Faith Outside the Bubble
The riddles of God," said G. K. Chesterton, "are more satisfying than the answers of man." This sparkling one-liner from the 20th century's best theological journalist could serve as a motto for Matthew Lee Anderson's new work, The End of Our Exploring: A Book About Questioning and the Confidence of Faith (Moody Publishers). Like C. S. Lewis before him, Anderson sets out to explore a middle way between free-floating skepticism and dogmatic certainty. The first perspective sees any form of commitment as betraying integrity, holding that the wise are characterized by permanent questioning. The other refuses to think about questions, seeing them as a slippery slope leading slowly but surely to unbelief.
This is no mere academic tension. Anderson's book has emerged from reflection and dialogue with colleagues and friends, particularly at the Torrey Honors Institute of Biola University (the author's alma mater). Like many—myself included—Anderson is worried about young believers who lose their way through well-intentioned guidance of the "just trust, don't think" type. He's also concerned about a Christian subculture that fails to prepare young Christians for life outside the "bubble." Within this subculture, excessive reliance on slogans and clichés can act as substitutes for thinking. As Anderson rightly notes, "It is the nature of clichés to avoid examination."
Anderson is good on why we need to ask questions if we are to grow in our faith, and why so many pastors feel threatened by them. Sadly, some interpret the questions of those who are genuinely exploring the faith as challenges to their authority, or blasphemous attacks on the gospel. What is really a kind of spiritual growing pain is misunderstood as rebelliousness or subversion. Anderson reminds all of us who pastor such people that rather than slapping such questions down, we need to examine the context within which they arise.

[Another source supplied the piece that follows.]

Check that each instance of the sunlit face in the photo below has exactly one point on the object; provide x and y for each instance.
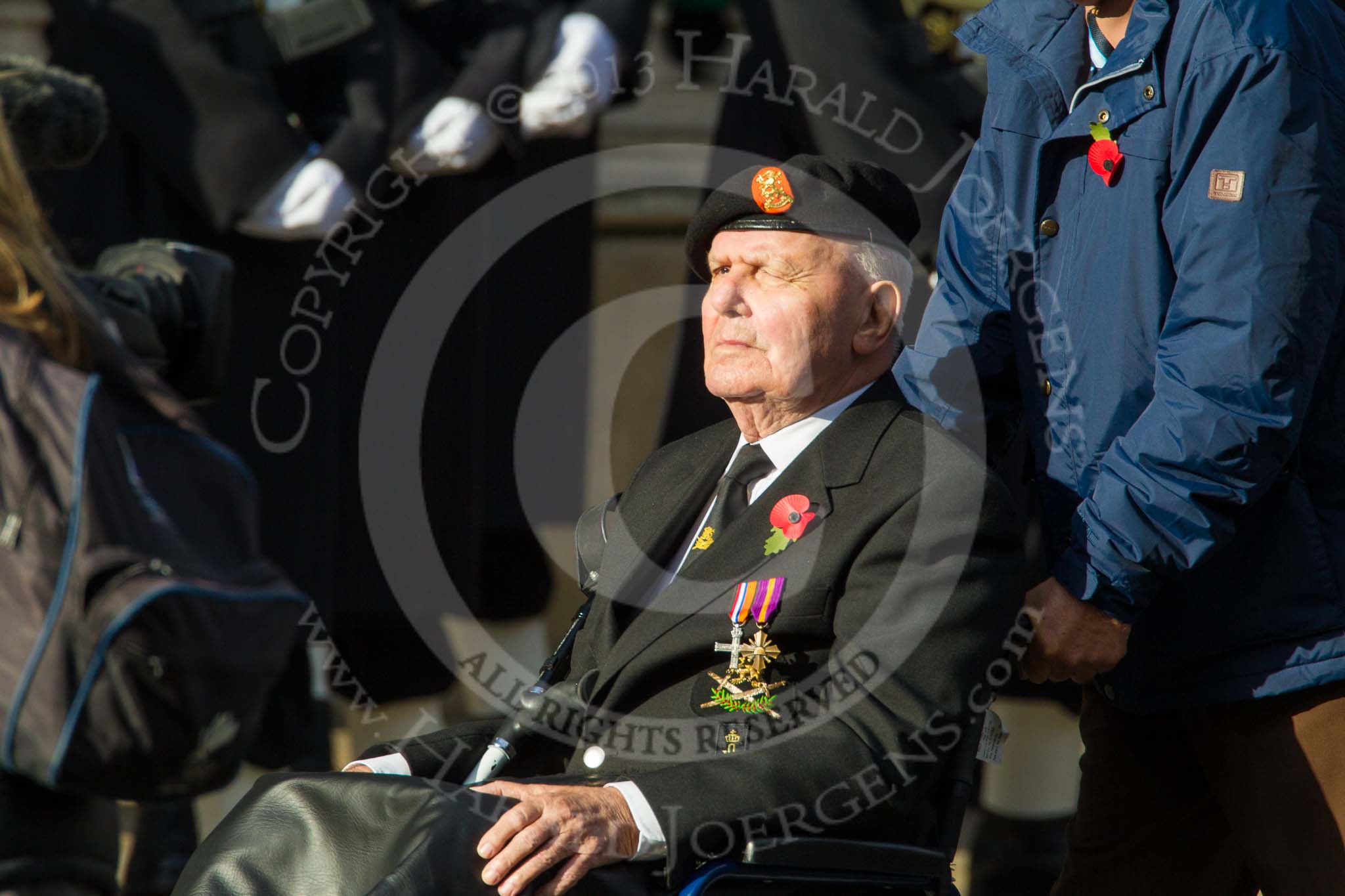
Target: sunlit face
(779, 316)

Anderson cuts to the quick, avoiding scholarly detachment and academic jargon. A series of well-chosen examples allows him to probe why we are reluctant to engage questions, while at the same time illuminating how such questions can enrich faith. We need to do more to help Christians—especially those attending college—to internalize their faith, gain a proper confidence in its roots, and learn to express this in gracious responses to the questions they will inevitably encounter.
The Downside of Apologetics
In The End of Our Exploring, apologetics—or, at least, a certain kind of apologetics—comes in for critique. "The work of providing reasons for Christianity has teetered on overcompensating for the anti-intellectual strains in American Christianity and the rise of a noisy atheist opposition." I know what he means. Christian apologists (like me) who have taken the lead in engaging the "New Atheists" (like Richard Dawkins) have tended to focus on the intellectual arguments for and against belief in God. While this leads to some good outcomes, there is a downside, and Anderson is right to note this.